Articles of impeachment have been introduced against two members of student government, Duncan Cannon and Clare McInerney, both members of the class of 2018, for violating a nondiscrimination policy when they attended a “tequila party” last month. The news of the party was first reported by The Bowdoin Orient, the student newspaper.

According to an email invitation, the theme of the Feb. 20 party was, “tequila, so do with that what you may. We’re not saying it’s a fiesta, but we’re also not not saying that (smiley face).” The party involved students drinking tequila, and some students wore sombreros.

Colleges and universities around the country are grappling with race relations and complaints of racism on campus, triggered in part by massive protests on the campus of the University of Missouri last fall that led to the resignation of university President Tim Wolfe.

Student government members at Bowdoin had been scheduled to meet Saturday to vote on whether to move forward with impeachment proceedings against Cannon and McInerney.
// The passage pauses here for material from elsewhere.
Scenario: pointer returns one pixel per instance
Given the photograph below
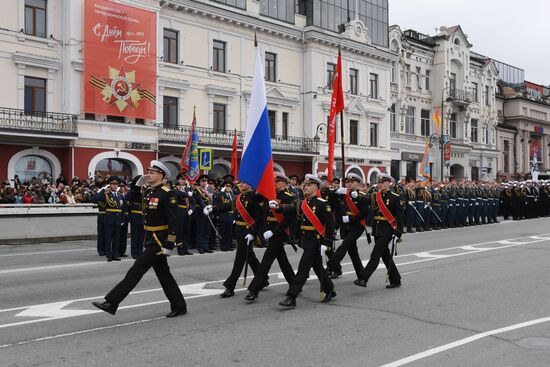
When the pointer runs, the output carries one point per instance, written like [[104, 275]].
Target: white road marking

However, McInerney said she was told Friday that the proceedings were postponed until after spring break.

She declined to comment further. Cannon didn’t respond to an email seeking comment.
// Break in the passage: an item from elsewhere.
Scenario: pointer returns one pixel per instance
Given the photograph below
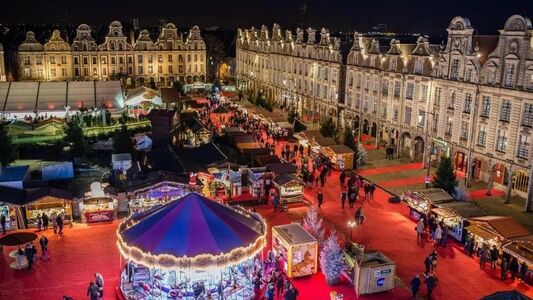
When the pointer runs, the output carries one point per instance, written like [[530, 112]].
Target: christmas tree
[[445, 176], [332, 259], [313, 223]]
If the students are impeached, they will be removed from their positions in student government but it won’t affect their enrollment at Bowdoin.

Michelle Kruk, a senior and vice president of student government, said the issue is much bigger than the possible impeachment of two student government members.

“It’s not about tequila or sombreros,” she said Friday at a coffee shop in Brunswick. “It’s about casual racial and ethnic stereotyping and cultural insensitivity at a school that has seen far too many examples of both.”

Kruk, who is from Chicago and is Latina, said she sees little acts of casual racism every day and has been the target of a racial epithet on campus. She also knows of a Latino student who had bottles thrown at him.

Last fall the school’s sailing team hosted a “gangster” party where attendees were encouraged to wear stereotypical black clothing and accessories. The team quickly apologized, but that event drew protests.

In the fall of 2014, Bowdoin’s lacrosse team held what was billed as a “Cracksgiving” party that featured students wearing Native American garb. Several students were disciplined after that incident because they had been warned in prior years about hosting such a party.

Kruk said the incidents have collectively cast Bowdoin, a private liberal arts college of about 1,800 students, in a negative light.

“Blacks and Latinos have been dropping out at a much higher rate here, and now people are telling others not to come here,” she said.

After some students expressed concerns that the tequila party was racially insensitive, others said the response was an overreaction. Some contacted news blogs and the story spread quickly on social media.

An opinion writer with the Washington Post cited the recent events at Bowdoin in a column Thursday as an example of political correctness gone too far. The writer, Catherine Rampell, said she doesn’t believe Latino students should be offended by sombreros.

“Go to Chili’s, Chevys or other Mexican and Tex-Mex restaurants, and you’ll likely find similar decor and garb,” she wrote. “If your litmus test for the suitability of a party theme is something like, ‘Could this plausibly be a national chain restaurant?’, then a ‘tequila party’ probably seems safe.”

Social media reaction has been overwhelmingly negative toward the impeachment effort.

But Clayton Rose, Bowdoin’s president, said in an interview late Friday, in his first public comments on the issue, that those who dismiss the issue as just political correctness run amok are “wrong-headed.”

“This has to do with our social code and the context of other issues we’ve been dealing with as a college,” he said. “It also has to do with the facts and circumstances of this situation, which I can’t speak to for privacy reasons. I understand people want to leap to the conclusion that people don’t have thick enough skin, but our core mission is to have a deep and full intellectual discourse among all students.”

Rose also sent a message to all students addressing the issue from his perspective.

Rose would not comment directly on the party or any possible disciplinary action, including whether the college had conducted its own investigation of the party.

Students at Bowdoin on Friday were reluctant to talk about the controversy, with most refusing to talk to a reporter and others refusing to give their names.

One student said the whole campus was talking about the party and the fallout, but opinions were divided, with some students offended and others saying those offended are too sensitive.

“It’s not like the people who hosted the party were celebrating Mexican heritage,” she said.

Kruk said the problem is widespread.

“For people to say that this is about feelings getting hurt, it’s really much broader than that,” she said. “It’s a systemic issue. Bowdoin may be a more diverse school, and that’s great, but it has to be about more than just numbers. These students need to feel welcome.”